О Сталине довольно много ходило пересудов между кремлевскими квартирантами. Так, например, Троцкий описывает, попутно комментируя, сцены, связанные со старшим сыном Сталина.
«Ретроспективный взгляд на детство Иосифа Джугашвили способно бросить детство Якова Джугашвили, протекавшее в Кремле на глазах моей семьи. Двенадцатилетний Яша походил на отца, каким его представляют ранние снимки, не восходящие, впрочем, раньше 23 лет; только у сына в лице было, пожалуй, больше мягкости, унаследованной от матери, первой жены Сталина. Мальчик Яша подвергался частым и суровым наказаниям со стороны отца. Как большинство мальчиков тех бурных лет, Яша курил. Отец, сам не выпускавший трубки изо рта, преследовал этот грех с неистовством захолустного семейного деспота. Может быть, воспроизводя педагогические приемы Виссариона Джугашвили? Яша вынужден был иногда ночевать на площадке лестницы, так как отец не впускал его в дом. С горящими глазами, с серым отливом на щеках, с сильным запаха табака на губах, Яша искал нередко убежище в нашей кремлевской квартире. «Мой папа сумасшедший», — говорил он с резким грузинским акцентом».

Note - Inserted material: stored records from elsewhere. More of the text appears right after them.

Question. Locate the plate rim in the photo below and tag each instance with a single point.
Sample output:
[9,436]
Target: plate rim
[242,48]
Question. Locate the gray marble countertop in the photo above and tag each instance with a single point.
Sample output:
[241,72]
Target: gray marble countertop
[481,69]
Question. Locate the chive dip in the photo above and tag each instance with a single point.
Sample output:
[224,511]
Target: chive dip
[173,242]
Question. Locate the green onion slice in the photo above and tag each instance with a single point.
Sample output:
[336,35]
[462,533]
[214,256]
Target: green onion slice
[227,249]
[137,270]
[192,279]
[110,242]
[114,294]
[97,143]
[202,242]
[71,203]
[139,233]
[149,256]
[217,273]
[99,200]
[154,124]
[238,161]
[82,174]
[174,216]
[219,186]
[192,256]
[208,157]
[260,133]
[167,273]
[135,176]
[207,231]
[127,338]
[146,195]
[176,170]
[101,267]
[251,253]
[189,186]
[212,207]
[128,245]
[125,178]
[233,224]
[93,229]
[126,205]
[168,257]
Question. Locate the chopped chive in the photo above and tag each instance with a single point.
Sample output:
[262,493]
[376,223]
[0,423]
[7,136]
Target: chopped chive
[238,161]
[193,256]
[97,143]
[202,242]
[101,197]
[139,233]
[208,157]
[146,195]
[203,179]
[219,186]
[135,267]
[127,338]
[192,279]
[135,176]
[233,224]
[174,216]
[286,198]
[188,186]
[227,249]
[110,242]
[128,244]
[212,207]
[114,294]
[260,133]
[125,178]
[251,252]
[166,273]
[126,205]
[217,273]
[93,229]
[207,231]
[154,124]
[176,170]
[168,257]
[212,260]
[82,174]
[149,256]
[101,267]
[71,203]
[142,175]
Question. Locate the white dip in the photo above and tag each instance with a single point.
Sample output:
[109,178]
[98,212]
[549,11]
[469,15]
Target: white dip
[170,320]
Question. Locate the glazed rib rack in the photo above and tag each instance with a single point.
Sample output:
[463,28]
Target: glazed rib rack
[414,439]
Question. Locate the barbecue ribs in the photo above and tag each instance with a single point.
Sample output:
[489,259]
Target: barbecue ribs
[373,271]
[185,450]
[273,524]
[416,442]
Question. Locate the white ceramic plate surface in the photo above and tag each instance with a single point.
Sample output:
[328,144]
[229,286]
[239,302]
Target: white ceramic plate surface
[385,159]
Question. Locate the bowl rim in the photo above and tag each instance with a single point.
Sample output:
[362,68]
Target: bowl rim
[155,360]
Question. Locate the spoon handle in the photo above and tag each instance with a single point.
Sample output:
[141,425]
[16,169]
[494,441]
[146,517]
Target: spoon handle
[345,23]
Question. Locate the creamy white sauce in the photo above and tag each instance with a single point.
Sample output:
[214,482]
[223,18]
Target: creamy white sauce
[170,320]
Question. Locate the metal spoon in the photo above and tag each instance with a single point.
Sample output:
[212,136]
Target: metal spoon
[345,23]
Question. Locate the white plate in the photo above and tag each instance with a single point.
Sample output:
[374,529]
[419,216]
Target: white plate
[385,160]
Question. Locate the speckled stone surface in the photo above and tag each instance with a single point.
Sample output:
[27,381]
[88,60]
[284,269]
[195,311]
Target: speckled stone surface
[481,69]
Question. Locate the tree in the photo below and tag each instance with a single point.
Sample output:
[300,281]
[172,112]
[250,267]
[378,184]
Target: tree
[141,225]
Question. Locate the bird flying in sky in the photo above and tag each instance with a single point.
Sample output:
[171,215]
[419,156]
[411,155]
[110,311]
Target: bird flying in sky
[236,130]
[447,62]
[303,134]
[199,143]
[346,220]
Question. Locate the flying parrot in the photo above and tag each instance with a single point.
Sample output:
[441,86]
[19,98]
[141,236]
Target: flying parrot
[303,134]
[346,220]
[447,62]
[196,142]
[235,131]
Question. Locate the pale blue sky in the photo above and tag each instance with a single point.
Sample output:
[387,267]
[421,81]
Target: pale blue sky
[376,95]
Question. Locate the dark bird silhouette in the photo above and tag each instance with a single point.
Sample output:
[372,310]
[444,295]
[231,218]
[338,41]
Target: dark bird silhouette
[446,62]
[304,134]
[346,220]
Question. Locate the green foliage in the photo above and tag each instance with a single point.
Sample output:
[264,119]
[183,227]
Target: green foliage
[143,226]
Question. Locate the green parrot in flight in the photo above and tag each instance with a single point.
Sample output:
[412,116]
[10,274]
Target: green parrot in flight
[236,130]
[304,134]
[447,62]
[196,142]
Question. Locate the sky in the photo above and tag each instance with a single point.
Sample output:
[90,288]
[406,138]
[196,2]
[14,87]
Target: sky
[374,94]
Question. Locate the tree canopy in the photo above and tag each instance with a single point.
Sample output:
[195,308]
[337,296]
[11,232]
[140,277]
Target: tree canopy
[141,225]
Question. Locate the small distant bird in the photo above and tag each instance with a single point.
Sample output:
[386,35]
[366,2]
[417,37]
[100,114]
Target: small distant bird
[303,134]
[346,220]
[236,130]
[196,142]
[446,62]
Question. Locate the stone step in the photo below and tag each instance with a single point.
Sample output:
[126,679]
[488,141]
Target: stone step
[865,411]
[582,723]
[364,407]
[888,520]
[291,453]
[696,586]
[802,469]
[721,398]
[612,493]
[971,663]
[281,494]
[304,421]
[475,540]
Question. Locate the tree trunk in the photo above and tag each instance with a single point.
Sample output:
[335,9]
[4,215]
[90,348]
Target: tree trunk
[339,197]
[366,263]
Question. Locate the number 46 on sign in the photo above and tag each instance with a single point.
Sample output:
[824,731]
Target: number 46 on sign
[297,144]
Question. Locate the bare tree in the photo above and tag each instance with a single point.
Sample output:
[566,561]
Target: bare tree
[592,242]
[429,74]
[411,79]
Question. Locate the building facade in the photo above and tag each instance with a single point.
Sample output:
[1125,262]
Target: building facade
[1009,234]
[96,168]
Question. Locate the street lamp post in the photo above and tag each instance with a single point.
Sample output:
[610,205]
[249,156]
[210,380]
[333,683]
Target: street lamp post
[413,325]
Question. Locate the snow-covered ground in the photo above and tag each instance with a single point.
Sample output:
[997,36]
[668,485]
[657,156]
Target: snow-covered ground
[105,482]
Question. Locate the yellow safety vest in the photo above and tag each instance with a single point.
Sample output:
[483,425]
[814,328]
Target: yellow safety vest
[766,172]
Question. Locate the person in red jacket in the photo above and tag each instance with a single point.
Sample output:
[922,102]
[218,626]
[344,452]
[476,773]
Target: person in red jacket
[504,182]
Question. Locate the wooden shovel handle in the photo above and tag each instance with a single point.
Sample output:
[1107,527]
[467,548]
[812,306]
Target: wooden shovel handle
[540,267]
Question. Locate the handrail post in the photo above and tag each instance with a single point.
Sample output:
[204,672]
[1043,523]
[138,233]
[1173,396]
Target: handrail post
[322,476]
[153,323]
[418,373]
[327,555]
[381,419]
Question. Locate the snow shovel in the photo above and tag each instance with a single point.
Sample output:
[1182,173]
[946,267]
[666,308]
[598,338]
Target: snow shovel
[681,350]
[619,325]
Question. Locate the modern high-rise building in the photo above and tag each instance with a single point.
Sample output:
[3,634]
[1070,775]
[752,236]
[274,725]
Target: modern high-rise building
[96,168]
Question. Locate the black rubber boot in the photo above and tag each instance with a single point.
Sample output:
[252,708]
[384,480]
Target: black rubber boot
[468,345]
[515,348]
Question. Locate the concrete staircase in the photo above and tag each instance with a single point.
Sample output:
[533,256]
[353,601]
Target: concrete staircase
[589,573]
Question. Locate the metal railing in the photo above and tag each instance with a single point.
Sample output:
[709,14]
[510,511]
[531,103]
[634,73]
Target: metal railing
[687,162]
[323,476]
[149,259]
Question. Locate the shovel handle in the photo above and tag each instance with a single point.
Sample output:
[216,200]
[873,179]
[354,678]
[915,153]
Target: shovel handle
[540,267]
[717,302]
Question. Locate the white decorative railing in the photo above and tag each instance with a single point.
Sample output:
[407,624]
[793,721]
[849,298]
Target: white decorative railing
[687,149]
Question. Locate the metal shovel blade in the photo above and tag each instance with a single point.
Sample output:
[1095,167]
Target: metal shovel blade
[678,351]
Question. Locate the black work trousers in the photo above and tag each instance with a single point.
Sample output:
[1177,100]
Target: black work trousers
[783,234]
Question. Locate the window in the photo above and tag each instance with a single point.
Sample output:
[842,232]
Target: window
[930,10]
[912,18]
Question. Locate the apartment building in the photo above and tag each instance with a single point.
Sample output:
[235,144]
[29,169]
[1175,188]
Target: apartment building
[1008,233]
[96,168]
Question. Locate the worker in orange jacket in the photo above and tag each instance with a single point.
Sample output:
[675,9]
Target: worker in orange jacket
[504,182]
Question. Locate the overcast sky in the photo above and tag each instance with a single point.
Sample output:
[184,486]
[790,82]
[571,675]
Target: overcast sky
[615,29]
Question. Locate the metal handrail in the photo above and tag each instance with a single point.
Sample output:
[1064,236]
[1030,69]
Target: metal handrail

Может быть, в разговоре, спровоцировавшем сталинскую грубость, действительно звучало что-то подобное. Тем не менее все это лишь попытки понять, почему Ленин, как бы закончивший в своем «Завещании» политические характеристики вождей, вдруг снова возвращается к личности Сталина.
В новой ленинской диктовке бьется что-то неожиданное. Уже в адресном отсыле этой расшифрованной и перепечатанной на машинке стенограммы к другой дате — «Добавление к письму от 24 декабря 1922 года» — Ленин бьет в точку. На этот раз он диктует Лидии Фотиевой, которая, конечно, прочла записи в Дневнике о категорической секретности именно этих материалов.